Les méthodes de culture s'améliorèrent à partir de 1860 avec l'utilisation de herses, de machines à battre et de charrues plus perfectionnées. Les colons firent des essais d'assolement et répandirent des engrais. Le rendement augmenta (11).

A côté du blé, on cultivait de l'orge (1852: 34 hectares; 1855: 15 hectares), de l'avoine (1855: 14 hectares), des légumes, des fèves (1850: 7 hectares; 1861: 21 hectares), des pommes de terre (vite abandonnées), un peu de tabac.

La vigne n'exista pratiquement pas jusqu'en 1870 (0 hectare 5 en 1856; deux hectares en 1869).

Des essais de coton furent tentés sans lendemain.

Des colons s'occupèrent également, avec succès du greffage des oliviers qui allaient devenir une richesse de la région (12).

Au point de vue territorial, le 12 janvier 1853, les colonies agricoles, dont Gastonville, passèrent du territoire militaire, dans l'arrondissement de Philippeville.

En 1861, le village devint commune de plein exercice par décret du 22 août, avec le même territoire. Un conseil municipal comprenant le maire (le premier fut M. Tierce, un adjoint, six conseillers municipaux (1 étranger), fut installé le 1er janvrier 1862.

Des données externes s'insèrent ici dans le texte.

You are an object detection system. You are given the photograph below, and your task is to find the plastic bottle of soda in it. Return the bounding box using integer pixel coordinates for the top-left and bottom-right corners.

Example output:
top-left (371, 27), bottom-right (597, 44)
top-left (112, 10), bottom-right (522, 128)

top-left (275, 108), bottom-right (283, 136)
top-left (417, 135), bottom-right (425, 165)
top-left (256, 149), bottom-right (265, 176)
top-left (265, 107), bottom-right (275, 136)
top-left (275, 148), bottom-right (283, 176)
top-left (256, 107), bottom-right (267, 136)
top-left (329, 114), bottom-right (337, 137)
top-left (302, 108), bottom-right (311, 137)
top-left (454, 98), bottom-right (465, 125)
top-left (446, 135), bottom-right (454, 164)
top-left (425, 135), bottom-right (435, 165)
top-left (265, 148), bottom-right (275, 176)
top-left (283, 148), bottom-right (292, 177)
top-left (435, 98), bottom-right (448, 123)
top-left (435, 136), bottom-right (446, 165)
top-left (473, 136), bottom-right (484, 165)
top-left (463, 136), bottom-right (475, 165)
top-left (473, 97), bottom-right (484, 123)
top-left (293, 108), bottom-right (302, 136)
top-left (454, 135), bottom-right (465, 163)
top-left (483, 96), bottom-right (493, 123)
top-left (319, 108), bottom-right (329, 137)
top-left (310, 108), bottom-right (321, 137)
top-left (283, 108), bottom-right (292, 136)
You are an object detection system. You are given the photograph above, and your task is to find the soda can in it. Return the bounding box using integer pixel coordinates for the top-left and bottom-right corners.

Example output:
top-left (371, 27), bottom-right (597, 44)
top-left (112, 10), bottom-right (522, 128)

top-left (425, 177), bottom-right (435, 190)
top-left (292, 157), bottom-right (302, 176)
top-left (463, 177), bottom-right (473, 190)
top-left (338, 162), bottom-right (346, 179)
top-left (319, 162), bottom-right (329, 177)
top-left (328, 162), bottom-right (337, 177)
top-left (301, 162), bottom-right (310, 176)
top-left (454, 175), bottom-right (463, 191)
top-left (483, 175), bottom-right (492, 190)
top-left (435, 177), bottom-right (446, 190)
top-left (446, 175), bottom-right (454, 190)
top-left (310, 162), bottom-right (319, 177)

Jusqu'en 1870, la commune subit peu de modifications et conserva le même territoire.

Edouard SOLAL

(1) Piquet V.–La colonisation Française en A.N. - Paris 1912.
(2) Genet L.–Les colonies agricoles de 1848 dans La révolution de 1848 en Algérie - Palis 1949.
(3) Les voila donc ces "gros" colons qui devaient survivre avec 2 à 10 hectares !
(4) Etablissements français 1846-47-48-49.
(5) Le colonel du génie de Const. au Gouv. 23 mai 49, AGG 1 L 71.
(6) Relevé des registres d'état civil tenu par le Cne Pigeon.
(7) En 1856, un violent tremblement de terre lézarda presque toutes les maisons de Gastonville. Il fallut les consolider. L'église actuelle fut bâtie en 1859.
(8) D'après le "Cadastre de la commune de Gastonville" relevé par M. Duplaisir, géomètre, en 1869. (Arch. de la commune de Gastonville).
(9) D'après le "Cadastre de la Commune de Gastonvllle", déjà cité.
(10) Mollard G.–L'évolution de la culture et de la production du blé en Algérie de 1830 à1939 - Paris - 1950.
(11) Ibid.
(12) Autre indicatif, la commune de Gastonville comportait en 1950: 484 ha de blé dur, 56 de blé tendre, 49 d'orge, 34 d'avoine, 162 de fourrages, 171 de fèves, 65 de vignes, 2 de tabac, 159 de lin. (Communiqué par le service agricole de l'arrondissement de Philipeville).